How big do we want to be - and is it realistic?
I read yesterday and article in HBR about how to establish realistic goals. It explained a methodology combining the timing factor, that dismantled the linear projections of a business and cautioned us: beware of the spreadsheets. In the example, the writer recalculated with the company's own assumptions, a 5-year projection, that went from $640M to $180M in revenue. Significant gap that unfortunately happens too often in long term plans. In its conclusion the author stated:
"Take the time to assess what your growth gap potential is. It’s all too easy to assume that your current business will deliver the growth that your investors, employees, and other stakeholders are expecting. The process is not that complex: Simply look at the growth trends of your existing lines of business and compare them to where you think your strategy needs to be at some point in the future. Usually, there will be a gap.
While it seems astonishing that leaders wouldn’t do this (and boards wouldn’t insist on it), we see it all the time. Sometimes, it is because leaders just won’t take the time away from day-to-day operations. Sometimes, it is because, oddly, it is no one’s job. And sometimes, there are simply too few people with the vantage point to see the trends across the entire enterprise. And unfortunately, executives in some companies are rewarded for essentially gaming their numbers rather than being realistic".
How are we going to get there? And what are the risks?

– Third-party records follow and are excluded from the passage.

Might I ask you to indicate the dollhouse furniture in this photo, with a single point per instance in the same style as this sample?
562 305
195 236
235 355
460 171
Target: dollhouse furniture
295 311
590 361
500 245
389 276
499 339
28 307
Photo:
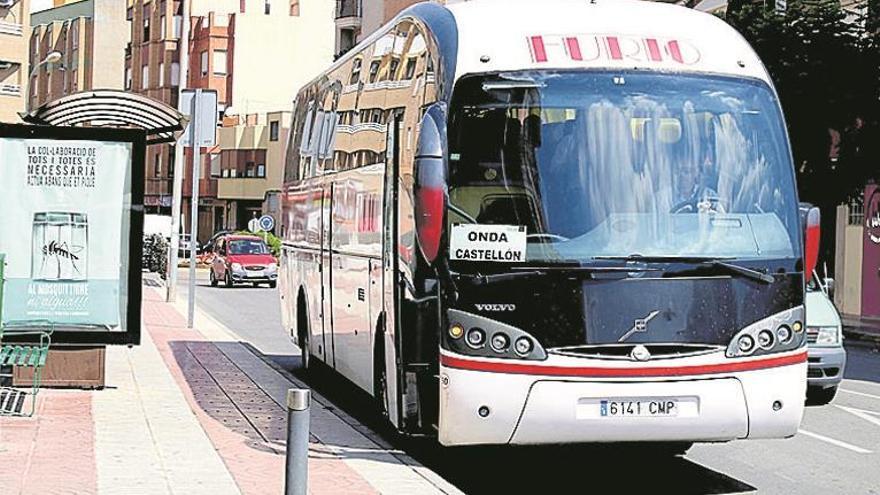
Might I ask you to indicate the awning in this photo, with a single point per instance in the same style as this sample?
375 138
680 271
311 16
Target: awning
112 108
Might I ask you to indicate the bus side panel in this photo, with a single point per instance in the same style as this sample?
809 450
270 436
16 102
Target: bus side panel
356 241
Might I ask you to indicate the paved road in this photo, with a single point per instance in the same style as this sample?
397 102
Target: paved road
837 451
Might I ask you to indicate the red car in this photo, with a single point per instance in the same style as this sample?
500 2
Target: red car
243 259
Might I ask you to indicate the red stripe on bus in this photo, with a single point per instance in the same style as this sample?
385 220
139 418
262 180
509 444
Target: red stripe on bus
614 48
653 49
538 49
574 48
703 369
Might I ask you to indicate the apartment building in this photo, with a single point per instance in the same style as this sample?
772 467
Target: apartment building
255 53
249 162
14 66
91 36
357 19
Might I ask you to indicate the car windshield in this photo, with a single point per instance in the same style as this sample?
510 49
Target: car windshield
247 246
608 164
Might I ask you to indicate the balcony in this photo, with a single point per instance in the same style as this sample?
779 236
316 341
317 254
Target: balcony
348 11
10 90
11 28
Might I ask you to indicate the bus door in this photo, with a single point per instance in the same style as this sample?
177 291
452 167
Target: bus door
326 268
390 267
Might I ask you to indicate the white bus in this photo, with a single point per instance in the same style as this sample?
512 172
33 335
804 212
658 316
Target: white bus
523 222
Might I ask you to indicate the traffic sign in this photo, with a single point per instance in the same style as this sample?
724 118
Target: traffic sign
267 223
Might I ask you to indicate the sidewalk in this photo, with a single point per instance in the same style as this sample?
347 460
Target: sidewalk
867 329
191 411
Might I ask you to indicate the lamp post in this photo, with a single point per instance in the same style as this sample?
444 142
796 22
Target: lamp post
51 58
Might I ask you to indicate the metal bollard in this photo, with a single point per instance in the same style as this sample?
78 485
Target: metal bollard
296 480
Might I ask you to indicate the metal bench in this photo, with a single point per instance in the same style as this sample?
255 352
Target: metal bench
13 401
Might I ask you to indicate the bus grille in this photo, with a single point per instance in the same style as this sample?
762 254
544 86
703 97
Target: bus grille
624 351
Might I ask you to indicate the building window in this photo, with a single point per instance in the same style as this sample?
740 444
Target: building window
175 74
215 165
146 23
355 71
203 64
374 70
410 68
219 58
178 26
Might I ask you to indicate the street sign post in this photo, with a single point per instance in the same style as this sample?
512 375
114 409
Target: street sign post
267 223
201 131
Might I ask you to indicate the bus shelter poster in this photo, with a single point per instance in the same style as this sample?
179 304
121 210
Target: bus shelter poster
61 229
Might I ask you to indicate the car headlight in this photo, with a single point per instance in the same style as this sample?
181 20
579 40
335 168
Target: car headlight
828 336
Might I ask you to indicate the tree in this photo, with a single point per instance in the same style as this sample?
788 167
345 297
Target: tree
824 64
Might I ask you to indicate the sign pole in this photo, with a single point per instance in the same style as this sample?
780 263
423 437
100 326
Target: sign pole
195 140
179 162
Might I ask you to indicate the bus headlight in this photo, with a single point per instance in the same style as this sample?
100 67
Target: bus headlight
476 338
523 346
765 339
784 334
829 336
500 342
746 344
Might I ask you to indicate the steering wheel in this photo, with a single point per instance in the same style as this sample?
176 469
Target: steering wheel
547 235
707 204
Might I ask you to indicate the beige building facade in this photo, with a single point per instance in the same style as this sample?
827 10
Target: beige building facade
91 36
14 65
255 53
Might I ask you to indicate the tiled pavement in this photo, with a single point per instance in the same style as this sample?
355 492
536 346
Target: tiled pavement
191 411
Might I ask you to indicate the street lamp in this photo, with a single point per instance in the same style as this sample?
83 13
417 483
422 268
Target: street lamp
51 58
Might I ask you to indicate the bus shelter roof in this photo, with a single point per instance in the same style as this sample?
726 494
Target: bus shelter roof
112 108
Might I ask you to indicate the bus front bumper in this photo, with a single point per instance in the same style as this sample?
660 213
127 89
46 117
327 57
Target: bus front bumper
486 407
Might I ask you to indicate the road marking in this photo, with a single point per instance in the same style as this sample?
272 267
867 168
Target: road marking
832 441
860 393
862 413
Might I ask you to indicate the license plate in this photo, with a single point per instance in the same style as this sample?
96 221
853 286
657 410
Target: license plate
639 407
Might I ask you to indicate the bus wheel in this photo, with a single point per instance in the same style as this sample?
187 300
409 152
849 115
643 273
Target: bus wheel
302 329
380 376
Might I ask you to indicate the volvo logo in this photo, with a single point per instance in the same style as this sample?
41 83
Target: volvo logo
640 353
639 326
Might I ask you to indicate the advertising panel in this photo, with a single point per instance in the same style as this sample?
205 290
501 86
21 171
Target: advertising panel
67 226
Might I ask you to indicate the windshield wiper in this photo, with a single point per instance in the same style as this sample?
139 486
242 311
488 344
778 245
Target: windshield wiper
537 271
713 261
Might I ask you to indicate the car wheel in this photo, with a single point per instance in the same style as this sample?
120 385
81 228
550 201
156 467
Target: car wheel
820 396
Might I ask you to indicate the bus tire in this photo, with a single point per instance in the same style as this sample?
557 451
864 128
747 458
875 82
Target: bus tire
302 332
380 376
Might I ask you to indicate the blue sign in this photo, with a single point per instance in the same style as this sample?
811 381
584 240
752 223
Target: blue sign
267 223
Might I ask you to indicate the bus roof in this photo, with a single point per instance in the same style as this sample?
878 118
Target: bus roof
499 35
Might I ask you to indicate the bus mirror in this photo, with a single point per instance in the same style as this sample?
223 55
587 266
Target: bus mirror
429 188
811 241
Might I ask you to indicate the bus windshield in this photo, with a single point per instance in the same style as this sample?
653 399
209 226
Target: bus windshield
597 164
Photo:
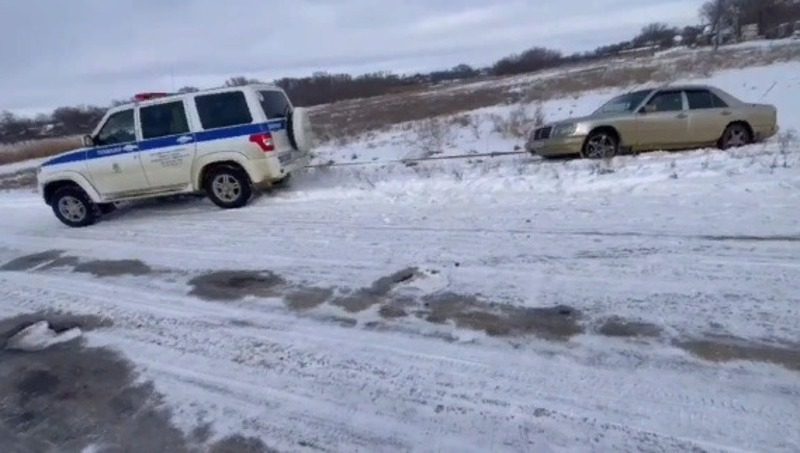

From a financial point of view, no matter what the chosen way to grow is, the main risks are always the same: profitability and cash flow.
Too many times, there is a temptation to drop prices in order to achieve volume. We overstate the power of loss leaders, and inflate our projections (as in the example above) and very soon we find our gross margin decrease and our EBITDA become unhealthy. We are scarifying profitability in favor of volume and we are forgetting that solvency was part of the equation.
And speaking of solvency, what about that paradox that the more we sell, the less money we have? Listen to your CFO and manage your working capital. Otherwise, that invisible investment will absorb all your resources, and you'll find yourself struggling to get the funds you need to move on. Go lean on inventory, look for quality sales, that are profitable and with clients that respect your credit and collections policy, manage your suppliers and again, don't establish unreasonable goals. If the nature of your business makes it intense in working capital, look for tools to finance it, and take the cost into consideration in your growth evaluation.
Finally, most of the time, though, the main risk is related with culture.
In his book, "The founders’ mentality", Chris Zook defines the paradox of growth. Growth creates complexity and complexity is the silent killer of growth. Chris leads us again to Steve Jobs' premise of simplicity as the way to succeed. And gives us other examples like Facebook (vs. myspace), amazon, the eternal startup, or Michael Dell bringing the company back to private in order to keep it close to its core and loyal to its strategy.
Whether you choose international growth, diversification of your portfolio, looking for a new partner or IPO, establishing strategic alliances or even M&A, be ready to work deeply and seriously in how this affects your culture and your core business. Stick to your mission and values. Embrace diversity and understand it. Understand the dynamics of the market where you decide to be in.
Be ready for the challenges, keep a clear mind of why you want to do it, and where you want to arrive. Analyze it with a challenging point of view. And then, if it still makes sense, go for it, do it, because at the end of the day, growth is evolution and the process is fascinating.